American Made
Avec son insolente démarche chaloupée et sa joie de vivre indécrottable, le pilote de la compagnie TWA Barry Seal faisait figure de héros dans sa petite ville paisible du sud des États-Unis. À la grande surprise de son épouse, Lucy, cet homme d'affaires séducteur et pilote respecté va devenir un acteur majeur de l'un des plus gros scandales de l'histoire contemporaine. Comment aurait-on pu s'imaginer que ce qui avait commencé par le transport clandestin de marchandises allait conduire Barry Seal à participer à la constitution d'une armée et au financement d'une guerre ?
Un seul atterrissage d’urgence, c’est tout ce que le film “American Made” a à offrir en termes de cascade. Il n’y a ni pirouette ni saut périlleux ni même encore de face-à-face au soleil comme Ethan Hunt seul en a le secret. Tout comme dans “War of the Worlds”, Tom Cruise revêt ici les traits d’un homme ordinaire pris au piège dans une situation extraordinaire.
La visée du film est double : d’une part, proposer un divertissement efficient - mélange parfait entre “Catch Me If You Can”, "Blow" et “The Wolf of Wall Street” - et, d’autre part, de procéder à une critique sévère de la CIA et des autres services de renseignement chapeautés par le grand rouleau compresseur qu’est le gouvernement de l’Oncle Sam. Le film nous montre que ledit gouvernement n’a en ligne de mire que des objectifs géopolitiques visant à perpétuer une certaine ingérence mondiale et se préoccupe au final bien peu des vies de ses citoyens.
Pour son troisième film biographique (après “Born on the Fourth of July” et “Valkyrie”), Tom Cruise nous rappelle qu’il n’est pas seulement l'agent secret américain le plus célèbre du septième art (à l’instar de ses rôles dans la saga “Mission : Impossible” et “Knight and Day”). Aucun autre membre du casting ne parvient d'ailleurs à éclipser celui qui a réussi - à grand renfort d’explosions en tout genre - à se propulser en roitelet du box office US. Bien malgré lui, il relègue la critique des “secret services” au second plan. Dommage, le film aurait pourtant gagné en réalisme si la directrice de casting avait fait le pari de choisir un autre acteur dans le premier rôle. Domhnall Gleeson (“Ex Machina”, “About Time”) et Sarah Wright (“The House Bunny”) convainquent sans surjouer.
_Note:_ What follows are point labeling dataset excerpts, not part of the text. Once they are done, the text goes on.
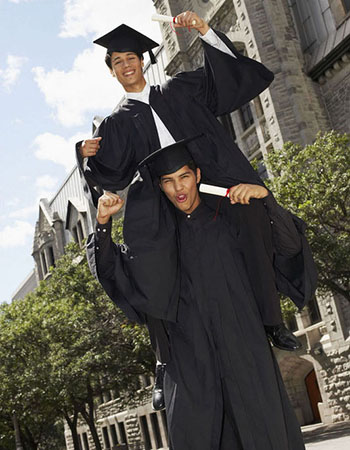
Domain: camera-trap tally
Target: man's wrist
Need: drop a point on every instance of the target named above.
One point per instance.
(102, 220)
(204, 29)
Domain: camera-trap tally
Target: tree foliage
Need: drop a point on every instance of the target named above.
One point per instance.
(314, 183)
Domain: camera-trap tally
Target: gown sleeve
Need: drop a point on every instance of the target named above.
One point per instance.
(106, 262)
(295, 269)
(285, 235)
(226, 82)
(114, 165)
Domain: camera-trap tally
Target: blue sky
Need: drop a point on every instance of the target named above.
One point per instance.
(53, 80)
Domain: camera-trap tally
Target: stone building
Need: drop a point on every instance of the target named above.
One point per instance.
(306, 43)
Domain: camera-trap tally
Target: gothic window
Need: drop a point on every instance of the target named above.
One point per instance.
(314, 22)
(85, 441)
(43, 262)
(114, 434)
(51, 256)
(106, 440)
(122, 432)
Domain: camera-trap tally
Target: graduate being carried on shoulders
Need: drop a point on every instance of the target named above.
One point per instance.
(188, 104)
(222, 385)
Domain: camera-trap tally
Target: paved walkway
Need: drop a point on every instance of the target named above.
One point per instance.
(327, 437)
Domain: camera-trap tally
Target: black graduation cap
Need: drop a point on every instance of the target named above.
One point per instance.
(169, 159)
(126, 39)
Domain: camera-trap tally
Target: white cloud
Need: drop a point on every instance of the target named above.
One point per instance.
(85, 90)
(16, 235)
(12, 202)
(11, 73)
(85, 17)
(55, 148)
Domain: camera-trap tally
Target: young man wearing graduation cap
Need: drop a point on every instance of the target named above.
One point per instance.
(155, 116)
(223, 389)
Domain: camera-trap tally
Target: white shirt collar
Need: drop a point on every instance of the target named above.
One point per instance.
(142, 96)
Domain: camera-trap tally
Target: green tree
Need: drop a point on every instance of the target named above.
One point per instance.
(314, 183)
(64, 345)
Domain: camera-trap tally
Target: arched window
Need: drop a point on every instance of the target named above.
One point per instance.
(314, 22)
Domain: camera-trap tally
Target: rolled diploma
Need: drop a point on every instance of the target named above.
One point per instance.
(161, 18)
(214, 190)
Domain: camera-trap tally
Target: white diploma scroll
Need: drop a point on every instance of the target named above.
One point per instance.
(161, 18)
(169, 19)
(214, 190)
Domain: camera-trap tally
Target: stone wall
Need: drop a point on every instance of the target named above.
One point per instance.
(335, 373)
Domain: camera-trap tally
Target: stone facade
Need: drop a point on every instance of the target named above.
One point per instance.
(306, 44)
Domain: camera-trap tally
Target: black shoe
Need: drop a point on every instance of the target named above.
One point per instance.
(158, 393)
(282, 338)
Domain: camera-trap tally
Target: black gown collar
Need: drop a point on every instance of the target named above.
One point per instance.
(202, 213)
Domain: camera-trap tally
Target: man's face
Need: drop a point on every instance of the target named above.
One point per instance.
(127, 68)
(181, 188)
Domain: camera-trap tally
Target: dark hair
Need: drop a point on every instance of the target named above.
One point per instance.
(192, 165)
(109, 55)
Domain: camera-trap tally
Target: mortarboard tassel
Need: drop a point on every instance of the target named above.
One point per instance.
(152, 57)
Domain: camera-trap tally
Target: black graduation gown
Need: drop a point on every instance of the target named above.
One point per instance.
(188, 105)
(223, 389)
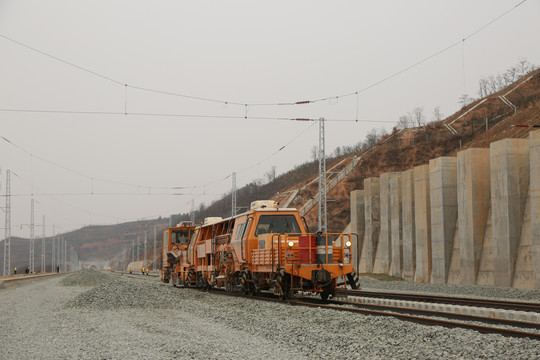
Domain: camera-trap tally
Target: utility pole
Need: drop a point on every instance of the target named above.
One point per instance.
(31, 259)
(43, 247)
(192, 215)
(145, 241)
(53, 254)
(155, 237)
(65, 255)
(322, 178)
(233, 195)
(7, 241)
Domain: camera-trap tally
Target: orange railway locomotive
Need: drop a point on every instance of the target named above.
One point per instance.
(265, 248)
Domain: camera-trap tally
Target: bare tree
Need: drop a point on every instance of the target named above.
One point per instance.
(371, 138)
(483, 87)
(465, 100)
(404, 122)
(417, 116)
(271, 174)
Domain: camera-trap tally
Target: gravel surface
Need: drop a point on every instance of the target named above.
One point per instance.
(136, 318)
(455, 290)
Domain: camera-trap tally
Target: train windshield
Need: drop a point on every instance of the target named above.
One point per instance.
(180, 237)
(279, 224)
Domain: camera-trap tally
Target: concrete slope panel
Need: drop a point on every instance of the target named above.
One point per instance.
(408, 220)
(422, 210)
(474, 191)
(509, 163)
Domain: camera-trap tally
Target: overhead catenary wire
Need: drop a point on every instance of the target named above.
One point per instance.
(149, 188)
(199, 116)
(245, 104)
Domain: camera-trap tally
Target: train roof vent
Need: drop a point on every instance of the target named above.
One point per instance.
(212, 220)
(261, 204)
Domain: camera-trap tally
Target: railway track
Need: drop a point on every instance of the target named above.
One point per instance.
(483, 325)
(485, 303)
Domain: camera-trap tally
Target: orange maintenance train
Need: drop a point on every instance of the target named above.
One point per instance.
(265, 248)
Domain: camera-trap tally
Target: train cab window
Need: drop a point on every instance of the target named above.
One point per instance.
(240, 231)
(180, 237)
(279, 224)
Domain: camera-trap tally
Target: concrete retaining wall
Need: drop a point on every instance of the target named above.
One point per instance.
(474, 219)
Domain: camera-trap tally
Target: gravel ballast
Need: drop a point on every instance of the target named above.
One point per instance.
(127, 317)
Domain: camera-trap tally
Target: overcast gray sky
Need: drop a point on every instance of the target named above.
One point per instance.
(242, 52)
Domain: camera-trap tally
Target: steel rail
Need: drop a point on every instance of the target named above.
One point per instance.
(490, 303)
(405, 317)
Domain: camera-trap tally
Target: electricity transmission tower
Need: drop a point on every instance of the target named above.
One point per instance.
(322, 178)
(43, 246)
(233, 195)
(154, 259)
(31, 259)
(7, 240)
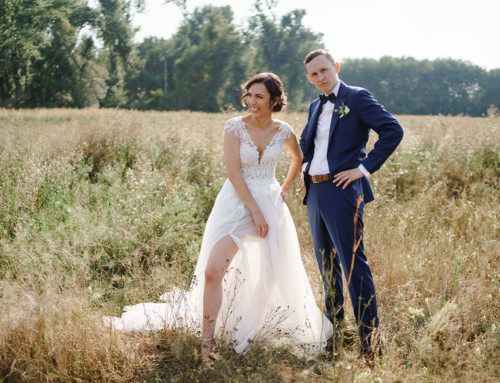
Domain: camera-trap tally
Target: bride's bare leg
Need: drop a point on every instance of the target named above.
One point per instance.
(220, 257)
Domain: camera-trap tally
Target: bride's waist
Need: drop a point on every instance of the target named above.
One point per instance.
(259, 185)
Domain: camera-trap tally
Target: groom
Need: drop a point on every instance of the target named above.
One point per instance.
(335, 172)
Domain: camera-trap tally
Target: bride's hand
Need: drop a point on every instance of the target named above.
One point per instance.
(301, 183)
(284, 191)
(260, 224)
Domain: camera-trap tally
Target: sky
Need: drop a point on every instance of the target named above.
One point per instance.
(425, 29)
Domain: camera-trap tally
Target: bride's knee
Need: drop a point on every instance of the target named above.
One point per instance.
(213, 275)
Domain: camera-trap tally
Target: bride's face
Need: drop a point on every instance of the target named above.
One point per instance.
(259, 100)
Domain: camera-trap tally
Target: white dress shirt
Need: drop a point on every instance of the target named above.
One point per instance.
(319, 163)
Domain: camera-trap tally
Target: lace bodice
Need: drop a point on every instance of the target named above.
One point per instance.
(251, 166)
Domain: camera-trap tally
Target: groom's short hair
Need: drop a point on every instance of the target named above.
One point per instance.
(318, 52)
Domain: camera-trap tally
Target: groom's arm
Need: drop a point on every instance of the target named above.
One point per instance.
(389, 130)
(303, 135)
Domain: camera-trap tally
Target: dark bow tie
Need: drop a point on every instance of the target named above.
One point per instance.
(331, 97)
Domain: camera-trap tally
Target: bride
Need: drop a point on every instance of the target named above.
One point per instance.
(249, 282)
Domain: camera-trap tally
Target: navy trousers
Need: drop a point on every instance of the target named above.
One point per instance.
(331, 211)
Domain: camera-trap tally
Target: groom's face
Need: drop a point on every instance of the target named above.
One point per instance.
(323, 74)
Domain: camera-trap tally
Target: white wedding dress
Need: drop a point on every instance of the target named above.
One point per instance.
(266, 292)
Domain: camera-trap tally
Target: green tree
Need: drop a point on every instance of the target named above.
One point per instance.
(115, 30)
(21, 33)
(281, 46)
(207, 65)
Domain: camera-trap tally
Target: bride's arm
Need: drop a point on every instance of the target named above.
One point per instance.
(293, 147)
(233, 170)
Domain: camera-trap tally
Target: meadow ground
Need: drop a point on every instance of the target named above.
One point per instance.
(104, 208)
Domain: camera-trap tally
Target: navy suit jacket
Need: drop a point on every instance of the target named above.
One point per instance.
(349, 135)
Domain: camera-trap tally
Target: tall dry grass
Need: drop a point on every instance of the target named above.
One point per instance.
(100, 209)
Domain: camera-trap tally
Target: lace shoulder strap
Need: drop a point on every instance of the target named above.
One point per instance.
(234, 124)
(286, 130)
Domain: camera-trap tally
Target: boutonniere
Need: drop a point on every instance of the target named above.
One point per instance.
(343, 110)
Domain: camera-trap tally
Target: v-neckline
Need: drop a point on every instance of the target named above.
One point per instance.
(260, 155)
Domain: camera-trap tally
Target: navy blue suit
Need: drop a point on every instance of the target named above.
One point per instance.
(331, 210)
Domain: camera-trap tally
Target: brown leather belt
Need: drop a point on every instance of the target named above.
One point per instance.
(321, 178)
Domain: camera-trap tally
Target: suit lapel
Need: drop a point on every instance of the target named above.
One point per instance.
(335, 117)
(313, 124)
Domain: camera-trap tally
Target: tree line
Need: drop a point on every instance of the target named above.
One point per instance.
(64, 53)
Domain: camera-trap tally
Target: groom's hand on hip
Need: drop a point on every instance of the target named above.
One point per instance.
(346, 177)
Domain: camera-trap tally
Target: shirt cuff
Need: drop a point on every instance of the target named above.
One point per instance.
(364, 171)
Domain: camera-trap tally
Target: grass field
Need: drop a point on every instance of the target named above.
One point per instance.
(104, 208)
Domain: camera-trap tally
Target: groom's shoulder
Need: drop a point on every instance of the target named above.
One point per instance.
(354, 89)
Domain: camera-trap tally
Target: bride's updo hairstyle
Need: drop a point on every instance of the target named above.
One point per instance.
(273, 85)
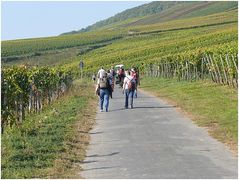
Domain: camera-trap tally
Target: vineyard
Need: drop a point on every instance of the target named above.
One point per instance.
(30, 46)
(28, 90)
(42, 96)
(191, 49)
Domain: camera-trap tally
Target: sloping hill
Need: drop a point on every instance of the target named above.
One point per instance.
(187, 10)
(160, 11)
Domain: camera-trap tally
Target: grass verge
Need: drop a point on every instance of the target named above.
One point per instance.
(51, 144)
(208, 105)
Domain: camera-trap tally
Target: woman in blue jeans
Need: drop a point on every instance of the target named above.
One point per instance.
(129, 88)
(104, 86)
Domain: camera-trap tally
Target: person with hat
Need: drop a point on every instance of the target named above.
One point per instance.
(129, 86)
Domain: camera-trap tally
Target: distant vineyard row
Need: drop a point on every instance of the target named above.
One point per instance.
(20, 47)
(28, 90)
(136, 51)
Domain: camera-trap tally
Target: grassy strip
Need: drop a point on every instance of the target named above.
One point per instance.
(51, 144)
(209, 105)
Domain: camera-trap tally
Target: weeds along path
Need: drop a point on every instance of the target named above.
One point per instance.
(51, 144)
(153, 140)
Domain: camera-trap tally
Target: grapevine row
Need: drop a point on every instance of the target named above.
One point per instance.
(220, 68)
(28, 90)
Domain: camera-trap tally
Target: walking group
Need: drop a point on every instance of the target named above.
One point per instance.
(128, 80)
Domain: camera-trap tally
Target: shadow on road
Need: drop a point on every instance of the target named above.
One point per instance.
(97, 155)
(99, 168)
(143, 107)
(148, 107)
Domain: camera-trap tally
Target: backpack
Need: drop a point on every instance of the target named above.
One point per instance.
(132, 85)
(103, 83)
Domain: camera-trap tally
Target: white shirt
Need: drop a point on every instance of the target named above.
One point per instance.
(100, 73)
(127, 79)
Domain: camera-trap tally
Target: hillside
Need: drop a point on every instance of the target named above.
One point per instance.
(163, 11)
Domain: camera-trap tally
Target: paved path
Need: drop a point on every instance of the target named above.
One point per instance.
(153, 140)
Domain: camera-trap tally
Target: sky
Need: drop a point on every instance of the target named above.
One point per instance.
(30, 19)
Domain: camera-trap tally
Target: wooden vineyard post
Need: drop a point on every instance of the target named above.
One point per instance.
(224, 71)
(202, 70)
(236, 68)
(217, 69)
(209, 69)
(228, 69)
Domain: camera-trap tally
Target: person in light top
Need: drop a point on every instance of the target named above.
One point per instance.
(129, 86)
(101, 73)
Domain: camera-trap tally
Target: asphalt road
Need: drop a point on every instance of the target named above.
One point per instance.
(153, 140)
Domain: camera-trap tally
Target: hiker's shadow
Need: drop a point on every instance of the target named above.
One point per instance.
(143, 107)
(149, 107)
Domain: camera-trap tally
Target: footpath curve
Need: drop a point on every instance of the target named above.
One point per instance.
(153, 140)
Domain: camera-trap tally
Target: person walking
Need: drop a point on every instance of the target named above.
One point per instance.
(136, 77)
(110, 87)
(100, 73)
(102, 88)
(129, 86)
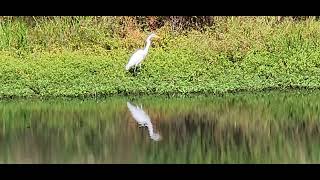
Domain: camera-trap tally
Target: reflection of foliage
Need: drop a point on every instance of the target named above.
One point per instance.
(274, 127)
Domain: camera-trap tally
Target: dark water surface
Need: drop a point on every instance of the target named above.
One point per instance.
(243, 128)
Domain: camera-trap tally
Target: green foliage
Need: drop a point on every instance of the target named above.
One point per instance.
(85, 56)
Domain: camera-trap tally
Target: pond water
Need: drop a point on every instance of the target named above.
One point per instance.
(243, 128)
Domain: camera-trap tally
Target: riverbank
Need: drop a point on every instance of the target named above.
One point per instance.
(58, 59)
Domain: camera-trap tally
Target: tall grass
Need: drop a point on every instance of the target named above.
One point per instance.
(85, 56)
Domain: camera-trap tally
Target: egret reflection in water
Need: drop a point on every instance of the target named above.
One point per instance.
(143, 120)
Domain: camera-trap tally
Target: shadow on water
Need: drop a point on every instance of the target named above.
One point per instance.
(269, 128)
(143, 120)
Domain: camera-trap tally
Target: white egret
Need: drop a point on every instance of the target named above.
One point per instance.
(143, 120)
(140, 54)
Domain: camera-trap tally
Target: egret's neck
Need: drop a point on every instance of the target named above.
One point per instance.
(150, 129)
(148, 45)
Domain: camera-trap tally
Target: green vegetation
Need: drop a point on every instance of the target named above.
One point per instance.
(86, 56)
(246, 128)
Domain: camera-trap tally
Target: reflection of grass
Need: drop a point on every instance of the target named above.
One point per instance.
(246, 128)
Doug Liman (“The Wall”, “The Bourne Identity”) signe un long-métrage efficace sans pour autant réinventer le genre. “American Made” est au final une vitrine pour un Tom Cruise cherchant à se diversifier.
Note : ★★★
Critique : Goupil
Autre
critique, autre point de vue – « American Made » vu par le Professeur
Grant :
Tom
Cruise, côté pile
On a quitté Tom Cruise en
mauvais termes, en juin dernier. « La Momie » était censée nous
vendre du rêve, ou plutôt de l’effroi. L’acteur nous avait même vanté un
blockbuster sympa avec son lot de scènes de bravoure et un récit passionnant.
Résultat des courses, une série B qui lorgnait du côté Z de la force
cinématographique, une superproduction de pacotille qui nous a décroché la
mâchoire à force de bâillements intempestifs. Promesse non tenue ! Et le
cinéphile de lui en vouloir et de lui dire de revoir sa copie. L’Américain, en
fâcheuse posture, devait donc se racheter une conduite, mais aussi une
crédibilité. Fort heureusement pour lui, son prochain film, inspiré d’une
édifiante histoire vraie, allait non seulement lui donner l’occasion de se
montrer sous un meilleur jour mais, en sus, lui conférer un rôle à
contre-emploi. Un protagoniste à la hauteur de son talent, qui tranche
radicalement avec les personnages qui ont sillonné sa carrière. Dans
« American Made », Il incarne un narcotrafiquant avec toupet,
insolence et désinvolture. Des yeux malicieux et un sourire narquois Pepsodent
jusqu’aux esgourdes en prime. Ou plutôt un convoyeur de cocaïne, nul autre que le
pilote du cartel de Medellin emmené par Pablo Escobar himself. Son nom : Seal. Prénom : Barry. Une vie bien
rangée aux Etats-Unis qui bascule le jour où la CIA profite de ses talents pour
espionner l’Amérique latine du ciel. Talents réquisitionnés ensuite par El
Patrón et ses sbires, donc. Une vie folle, faste et furieuse dans une chaude
atmosphère seventies.
Doug
Liman, côté face
On a quitté Doug Liman en
très bons termes, en juin dernier. Souvenez-vous, le réalisateur lançait en loucedé dans les salles obscures un
petit film indépendant aussi radical que virtuose : « The Wall ».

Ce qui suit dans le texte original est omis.